With Clang -O3
, the function f1
typedef unsigned char u8;
u8 f1(u8* p, u8* end1, u8* end2)
{
while (p < end1 && p < end2) {
if (*p & 0x80)
return 0xff;
p++;
}
return 0x7f;
}
compiles to
f1: # @f1
cmp rdi, rsi
setae cl
cmp rdi, rdx
setae r8b
mov al, 127
or r8b, cl
jne .LBB0_6
inc rdi
.LBB0_4: # =>This Inner Loop Header: Depth=1
cmp byte ptr [rdi - 1], 0
js .LBB0_5
cmp rdi, rsi
jae .LBB0_6
lea rcx, [rdi + 1]
cmp rdi, rdx
mov rdi, rcx
jb .LBB0_4
.LBB0_6:
ret
.LBB0_5:
mov al, -1
ret
while the function f2
u8 f2(u8* p, u8* end1, u8* end2)
{
if (end2 < end1)
end1 = end2;
while (p < end1) {
if (*p & 0x80)
return 0xff;
p++;
}
return 0x7f;
}
compiles to
f2: # @f2
cmp rdx, rsi
cmovb rsi, rdx
mov al, 127
cmp rsi, rdi
jbe .LBB1_4
.LBB1_2: # =>This Inner Loop Header: Depth=1
cmp byte ptr [rdi], 0
js .LBB1_3
inc rdi
cmp rdi, rsi
jb .LBB1_2
.LBB1_4:
ret
.LBB1_3:
mov al, -1
ret
which has less instructions in the loop.
With GCC -O3
generated code is different but similar, there're more instructions in f1
's loop.
Live demo: https://godbolt.org/z/edb5Eda5b
Is there corner case that prevents the compiler from optimizing f1
as f2
, e.g. are they nonequivalent?
Or is it a balance/trade-off to provide a close mapping from source code to binary code so that developers have more control?

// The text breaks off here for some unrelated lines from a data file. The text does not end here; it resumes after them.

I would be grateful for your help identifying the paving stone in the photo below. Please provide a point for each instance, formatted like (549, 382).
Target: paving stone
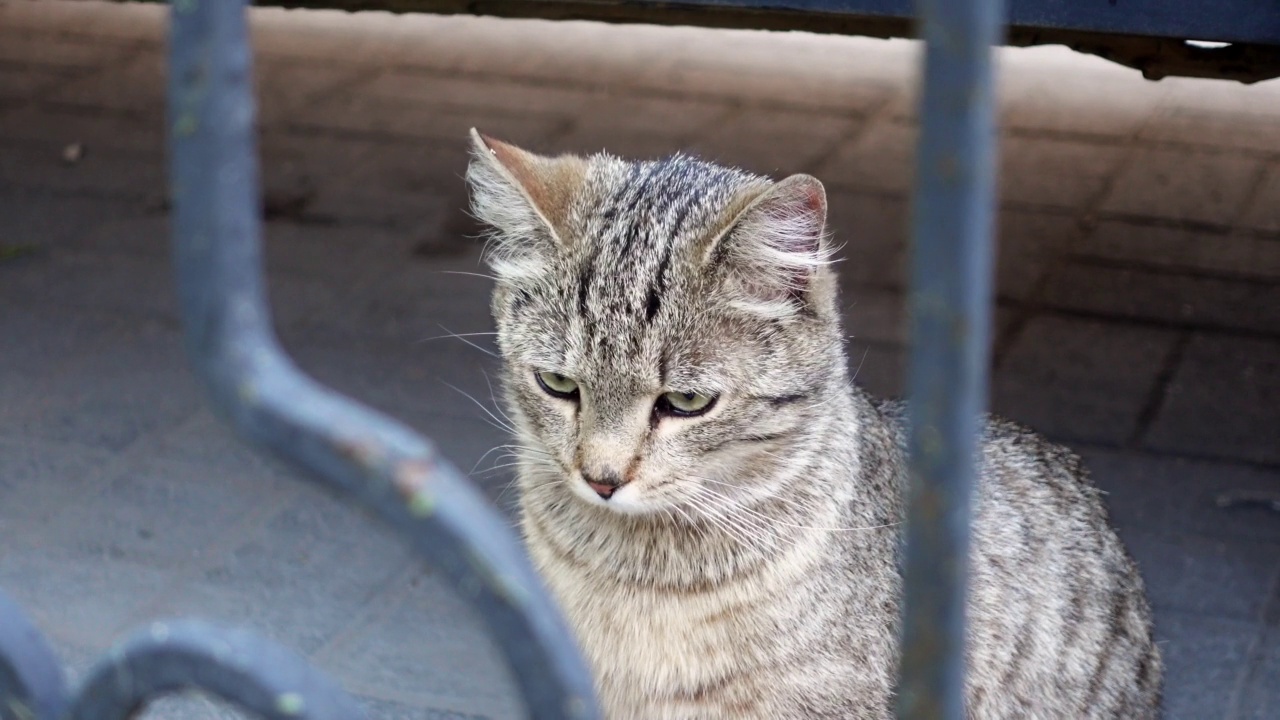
(1182, 249)
(110, 397)
(880, 158)
(776, 142)
(36, 219)
(106, 173)
(1202, 413)
(270, 580)
(1208, 126)
(878, 367)
(19, 83)
(874, 315)
(1197, 688)
(428, 650)
(205, 440)
(420, 119)
(1261, 696)
(1264, 212)
(1178, 495)
(136, 85)
(1079, 379)
(1059, 173)
(1029, 103)
(639, 127)
(1164, 296)
(389, 710)
(192, 705)
(871, 232)
(82, 597)
(95, 23)
(1208, 577)
(1027, 245)
(828, 85)
(365, 118)
(137, 286)
(1183, 185)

I tried adding assumptions like ASSUME(p <= end1 && p <= end2)
but nothing changed.
Answers
The functions f1
and f2
are not strictly equivalent due to a subtle difference in their loop conditions.
In f1
:
while (p < end1 && p < end2)
In f2
:
while (p < end1)
In f1
, the loop condition checks both p < end1
and p < end2
. This means that the loop will terminate as soon as either condition becomes false. However, in f2
, the loop condition only checks p < end1
, and the check for p < end2
is handled separately outside the loop.
This difference may affect the behavior of the loop and hence the optimization opportunities for the compiler. Specifically, in f1
, the compiler needs to ensure that p < end2
is checked on every iteration of the loop, which may limit certain optimizations.
The reason why f2
has fewer instructions in the loop is likely due to the simpler loop condition, which allows the compiler to generate more optimized code.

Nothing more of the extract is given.